While doing assignment C3W1
and specifically while workingExercise 3 - GRULM
, I found the explaination and implementation very poorly explained. For instance, while defining the class GRULM, there are these 2 lines of code:
x, states = self.gru(x, initial_state=states, training=training)
# Predict the next tokens and apply log-softmax activation
x = self.dense(x, training=training)
While working, it is totally non-obvious what is going on here. For instance, what is being stored in x and how is it interacting with next dense layer. So far, we were taught that Dense layer is fully connected, so it’s input should be a 2d thing (batch_size, n)
meaning, some n
some n scalers (activations) fully interacting with every neuron of Dense layer. However, the shape (output) of GRU unit is 3d (batch_size, sequence_length, rnn_units)

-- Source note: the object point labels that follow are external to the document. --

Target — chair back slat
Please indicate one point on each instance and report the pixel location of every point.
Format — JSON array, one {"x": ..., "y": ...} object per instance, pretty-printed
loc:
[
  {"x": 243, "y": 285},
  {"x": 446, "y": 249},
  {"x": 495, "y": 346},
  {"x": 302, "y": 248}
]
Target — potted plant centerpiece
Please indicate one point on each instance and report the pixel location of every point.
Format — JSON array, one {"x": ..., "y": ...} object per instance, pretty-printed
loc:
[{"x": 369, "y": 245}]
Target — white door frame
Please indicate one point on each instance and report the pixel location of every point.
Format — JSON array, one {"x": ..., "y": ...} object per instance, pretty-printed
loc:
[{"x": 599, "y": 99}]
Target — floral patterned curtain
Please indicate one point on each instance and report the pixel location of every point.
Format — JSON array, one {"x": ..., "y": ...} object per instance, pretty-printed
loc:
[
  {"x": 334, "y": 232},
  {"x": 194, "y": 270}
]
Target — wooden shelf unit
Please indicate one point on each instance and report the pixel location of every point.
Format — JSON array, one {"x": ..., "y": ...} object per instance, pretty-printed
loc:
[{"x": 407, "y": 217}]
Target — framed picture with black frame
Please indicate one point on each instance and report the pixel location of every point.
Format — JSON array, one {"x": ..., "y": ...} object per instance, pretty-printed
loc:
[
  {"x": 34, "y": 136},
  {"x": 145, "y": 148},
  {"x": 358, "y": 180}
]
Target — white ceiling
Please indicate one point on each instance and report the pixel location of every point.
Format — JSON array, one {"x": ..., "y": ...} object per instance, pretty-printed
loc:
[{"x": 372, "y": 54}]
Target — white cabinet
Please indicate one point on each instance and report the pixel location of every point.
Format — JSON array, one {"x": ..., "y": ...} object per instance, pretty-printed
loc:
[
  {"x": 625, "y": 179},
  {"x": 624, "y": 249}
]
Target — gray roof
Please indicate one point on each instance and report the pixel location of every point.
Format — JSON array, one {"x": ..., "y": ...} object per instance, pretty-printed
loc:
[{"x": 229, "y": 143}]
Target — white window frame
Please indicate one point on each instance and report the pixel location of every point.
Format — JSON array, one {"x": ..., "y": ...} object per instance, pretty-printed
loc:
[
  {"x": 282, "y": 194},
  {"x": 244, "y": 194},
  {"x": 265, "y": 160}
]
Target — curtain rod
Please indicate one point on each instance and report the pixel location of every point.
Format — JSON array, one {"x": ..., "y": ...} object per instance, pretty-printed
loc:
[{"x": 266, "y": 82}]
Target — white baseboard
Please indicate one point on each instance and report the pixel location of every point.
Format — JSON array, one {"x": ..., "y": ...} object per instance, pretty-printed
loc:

. How is this compatible with Dense layer is completely unexplained.
Moreover, It’s also nowhere clarified why this is the right thing to do. For instance, the output of GRU, captured in variable x
is hidden state value at each time step (hence 3d shape). But in the lectures we were shown that hidden state is different from output (y
). Why isn’t output captured here is also not explained. It’s assumed (as per my understanding) that hidden states are the predictions of each GRU unit and that’s what is interacting with Dense layer.
Again, very poorly written and explained assignment in my opinion. It. looks authors just hurried to complete this, which defeats the whole purpose of engaging with a course like this.